It would take a huge IED — pounds of C4 — to create a blast radius that large to kill officers merely nearby the car.
Still, she moved up slowly.
When she was even with the car, she casually looked inside and noted that it was occupied. So, not a trap.
A large man, complexion nearly as dark as the car’s paint job, sat in the driver’s seat, reviewing texts, or playing a game on his phone. He was in a black suit and a white shirt. In the backseat was a brown suitcase, a wheelie model. It was closed.
Before the man looked her way, she veered left and stepped into a store that sold buttons, of which there had to be a hundred thousand on display.
An Asian woman in a flowery dress called, “Wholesale only.”
Sachs, a former model, remembered the days of fashion shoots, when a product manager for the designer’s house would send a very nervous young assistant scurrying off to a store just like this to find an accessory for a gown because he didn’t feel the existing one “spoke to his vision.”
She held up her ID. “Police action. Go in the back. Stay there.”
The wide-eyed woman blinked and then turned one-eighty and headed for the door.
“And don’t make any calls.”
The clerk dropped her phone on the counter as if it were on fire and disappeared into the back.
She radioed, “Bo. I’m in Feldstein’s Buttons and Fixtures. Vehicle is occupied. Black male, thirties. He’s muscle. Couldn’t tell about weapons. He didn’t make me. Suitcase in the back, closed. I don’t think it’s a trap, but the luggage is making me nervous.”

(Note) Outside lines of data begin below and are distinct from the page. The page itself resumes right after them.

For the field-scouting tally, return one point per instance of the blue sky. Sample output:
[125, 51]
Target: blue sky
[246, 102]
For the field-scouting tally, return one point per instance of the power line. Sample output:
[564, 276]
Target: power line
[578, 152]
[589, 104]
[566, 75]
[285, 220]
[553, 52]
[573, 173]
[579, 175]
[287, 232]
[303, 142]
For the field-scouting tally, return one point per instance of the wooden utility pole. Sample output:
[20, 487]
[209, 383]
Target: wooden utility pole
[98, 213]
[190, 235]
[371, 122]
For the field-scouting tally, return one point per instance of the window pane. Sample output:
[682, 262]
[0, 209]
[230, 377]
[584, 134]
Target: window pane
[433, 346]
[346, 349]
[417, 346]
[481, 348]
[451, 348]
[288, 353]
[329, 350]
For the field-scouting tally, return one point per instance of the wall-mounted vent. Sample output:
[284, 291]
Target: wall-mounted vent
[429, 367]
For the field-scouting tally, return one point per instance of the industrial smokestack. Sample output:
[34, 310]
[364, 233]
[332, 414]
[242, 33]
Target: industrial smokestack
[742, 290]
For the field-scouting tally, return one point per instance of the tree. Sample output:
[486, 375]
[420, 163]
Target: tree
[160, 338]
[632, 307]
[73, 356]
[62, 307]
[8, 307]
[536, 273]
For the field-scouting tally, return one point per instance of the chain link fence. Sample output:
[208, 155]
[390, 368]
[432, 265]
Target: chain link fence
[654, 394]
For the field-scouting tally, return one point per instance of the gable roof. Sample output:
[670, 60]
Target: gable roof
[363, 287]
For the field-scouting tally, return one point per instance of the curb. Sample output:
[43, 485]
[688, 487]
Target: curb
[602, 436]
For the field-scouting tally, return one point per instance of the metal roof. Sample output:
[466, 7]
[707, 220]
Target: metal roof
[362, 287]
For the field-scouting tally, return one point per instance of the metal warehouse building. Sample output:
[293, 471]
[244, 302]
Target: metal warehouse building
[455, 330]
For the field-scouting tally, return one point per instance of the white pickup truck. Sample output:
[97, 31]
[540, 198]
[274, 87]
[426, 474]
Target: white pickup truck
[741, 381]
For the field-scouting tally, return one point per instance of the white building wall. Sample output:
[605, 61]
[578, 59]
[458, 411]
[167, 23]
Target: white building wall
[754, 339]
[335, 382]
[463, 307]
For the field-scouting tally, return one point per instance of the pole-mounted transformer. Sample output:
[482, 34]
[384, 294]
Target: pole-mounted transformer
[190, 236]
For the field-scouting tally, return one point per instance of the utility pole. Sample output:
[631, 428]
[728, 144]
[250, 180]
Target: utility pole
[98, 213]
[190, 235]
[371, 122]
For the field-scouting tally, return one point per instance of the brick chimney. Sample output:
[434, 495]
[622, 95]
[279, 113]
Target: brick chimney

Haumann said, “Bomb Squad and Fire’s on silent roll ups, six, seven minutes out. We’re there in four.”
The driver tapped his earpiece and sat forward slightly. The Merc’s engine turned over.
“Bo. Driver took a call and’s starting the engine. And he’s looking behind. Tamblyn’s on his way here. Maybe with the Watchmaker. I’m going to get the muscle out of the vehicle.”
“Can you wait for backup?”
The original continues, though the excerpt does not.